This rejoicing connected with the Lamb shines faintly through the heathen perversions and myths: for Herodotus tells us how the ancient Egyptians, once a year, when it opened by the entrance of the sun into Aries,[55] slew a Ram, at the festival of Jupiter Ammon; branches were placed over the doors, the Ram was garlanded with wreaths of flowers and carried in procession. Now the sun entered Aries on the 14th of the Jewish month Nisan, and another lamb was then ordered to be slain, even “the Lord's passover”—the type of that Lamb that should in the fulness of time be offered without blemish and without spot.

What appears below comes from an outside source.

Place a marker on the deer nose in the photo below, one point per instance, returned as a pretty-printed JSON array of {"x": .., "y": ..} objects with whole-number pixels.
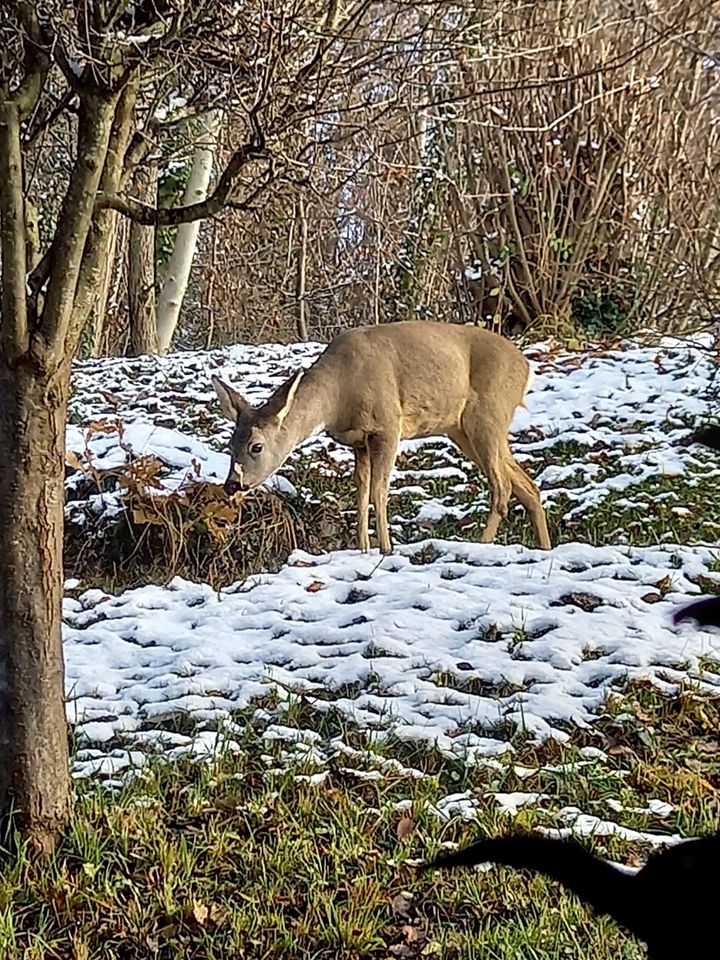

Owing to the precession of the equinoxes, the sun, at the time of the Exodus, had receded into this sign of Aries, which then marked the Spring Equinox. But by the time that the antitype—the Lamb of God, was slain, the sun had still further receded, and on the 14th of Nisan, in the year of the Crucifixion, stood at the very spot marked by the stars α, El Nath, the pierced, the wounded or slain, [pg 107] and β, Al Sheratan, the bruised or wounded! God so ordained “the times and seasons” that during that noon-day darkness the sun was seen near those stars which had spoken for so many centuries of this bruising of the woman's Seed—the Lamb of God.
Was this design? or was it chance? It is far easier to believe the former. It makes a smaller demand upon our faith; yes, we are compelled to believe that He who created the sun and the stars “for signs and for cycles,” ordained also the times and the seasons, and it is He who tells us that “when the fulness of time was come, God sent forth His Son” (Gal. iv. 4), and that “in due time Christ died for the ungodly” (Rom. v. 6).
1. CASSIOPEIA (The Enthroned Woman).
The Captive Delivered, and Preparing for her Husband, the Redeemer.
In the last chapter we saw the woman bound; here we see the same woman freed, delivered, and enthroned.
Ulugh Bey says its Arabic name is El Seder, which means the freed.
In the Denderah Zodiac her name is Set, which means set, set up as Queen. Albumazer says this constellation was anciently called “the daughter of splendour.” This appears to be the meaning of the word Cassiopeia, the enthroned, the beautiful. The Arabic name is Ruchba, the enthroned. This is also the meaning of its Chaldee name, Dat al cursa.
There are 55 stars in this constellation, of which five are of the 3rd magnitude, five of the 4th, etc.
This beautiful constellation passes vertically over Great Britain every day, and is easily distinguished by its five brightest stars, forming an irregular W.